Nearly one in three (31 per cent) of boards across the public and private sectors have not established or articulated what sort of corporate culture they want, according to the Chartered Institute of Internal Auditors.

It was also found that even when companies define their corporate culture many fail to check staff behaviour is reflecting the values. 

Just over a third (36 per cent) were found to follow up with employees. However, nearly 20 per cent of respondents said they would include cultural aspects in their audit work in the coming year.

Read more: UK banks have yet to address the elephant in the room

The financial services sector was found to be outperforming other industries when it comes to culture – put down to increased scrutiny of the industry following the financial crisis. 

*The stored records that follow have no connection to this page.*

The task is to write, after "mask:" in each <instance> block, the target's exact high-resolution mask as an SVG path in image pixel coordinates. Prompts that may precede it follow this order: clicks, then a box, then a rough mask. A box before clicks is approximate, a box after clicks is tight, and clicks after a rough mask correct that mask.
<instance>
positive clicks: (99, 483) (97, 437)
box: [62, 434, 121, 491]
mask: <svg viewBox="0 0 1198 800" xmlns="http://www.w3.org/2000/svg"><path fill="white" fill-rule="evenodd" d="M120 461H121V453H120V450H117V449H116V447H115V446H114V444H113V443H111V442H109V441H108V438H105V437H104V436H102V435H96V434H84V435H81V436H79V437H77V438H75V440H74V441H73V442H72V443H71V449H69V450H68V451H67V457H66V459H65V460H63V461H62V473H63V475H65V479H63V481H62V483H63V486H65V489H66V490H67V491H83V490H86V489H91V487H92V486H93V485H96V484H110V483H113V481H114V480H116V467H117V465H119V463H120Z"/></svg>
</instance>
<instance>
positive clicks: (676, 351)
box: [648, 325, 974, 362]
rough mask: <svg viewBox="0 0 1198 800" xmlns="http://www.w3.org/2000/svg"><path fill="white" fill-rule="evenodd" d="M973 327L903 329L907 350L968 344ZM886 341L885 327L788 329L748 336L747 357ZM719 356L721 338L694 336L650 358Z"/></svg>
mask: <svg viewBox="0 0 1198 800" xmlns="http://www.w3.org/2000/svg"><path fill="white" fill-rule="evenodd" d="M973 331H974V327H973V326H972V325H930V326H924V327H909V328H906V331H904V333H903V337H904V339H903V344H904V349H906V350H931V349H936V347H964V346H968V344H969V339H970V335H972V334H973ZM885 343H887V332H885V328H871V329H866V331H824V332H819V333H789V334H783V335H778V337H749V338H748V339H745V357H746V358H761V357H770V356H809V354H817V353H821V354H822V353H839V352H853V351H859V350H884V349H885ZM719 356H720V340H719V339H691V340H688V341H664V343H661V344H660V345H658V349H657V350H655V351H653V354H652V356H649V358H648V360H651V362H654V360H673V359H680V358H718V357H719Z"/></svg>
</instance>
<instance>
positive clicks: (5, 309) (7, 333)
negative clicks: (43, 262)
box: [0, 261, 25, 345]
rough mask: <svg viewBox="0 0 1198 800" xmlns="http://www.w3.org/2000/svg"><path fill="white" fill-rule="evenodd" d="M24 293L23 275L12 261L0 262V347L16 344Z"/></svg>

A whopping nine out of ten heads of internal audit at banks and other financial services firms surveyed reported that they currently analyse organisational culture in their audit plans. 

Earlier this year industry watchdog the Financial Conduct Authority (FCA) attracted criticism when it scrapped plans for probes into culture, pay and behaviour within the banking industry.

Ian Peters, chief executive of the Chartered Institute for Internal Auditors, said:

Managing culture is a vital issue for boards, to ensure not only that they are setting the right tone at the top, but that all employees are acting in accordance with the organisation’s ethics and values. 

Auditing culture is not an exact science. Many organisations struggle to define their culture, let alone incorporate it effectively into their risk evaluation and assurance processes. But it is essential that they do so.

As we have seen recently in the automotive and retail sectors, scandals can hit any industry, and whatever other factors come into play, culture always plays a significant role in the issue.

The research shows that the most popular methods for auditing culture are conducting interviews and behavioural observation and that common proxies used to audit culture include: staff surveys; whistleblowing activity; customer complaints handling, and the use of values statements.

Read more: Jail bankers for failure? The new criminal offence is an unworkable paper tiger

Audit chiefs also reported that reliance on their professional judgement and experience were key when auditing culture (85 per cent and 71 per cent of respondents to the survey respectively).

A separate report into corporate culture is set to be published by the auditing watchdog the Financial Reporting Council in July.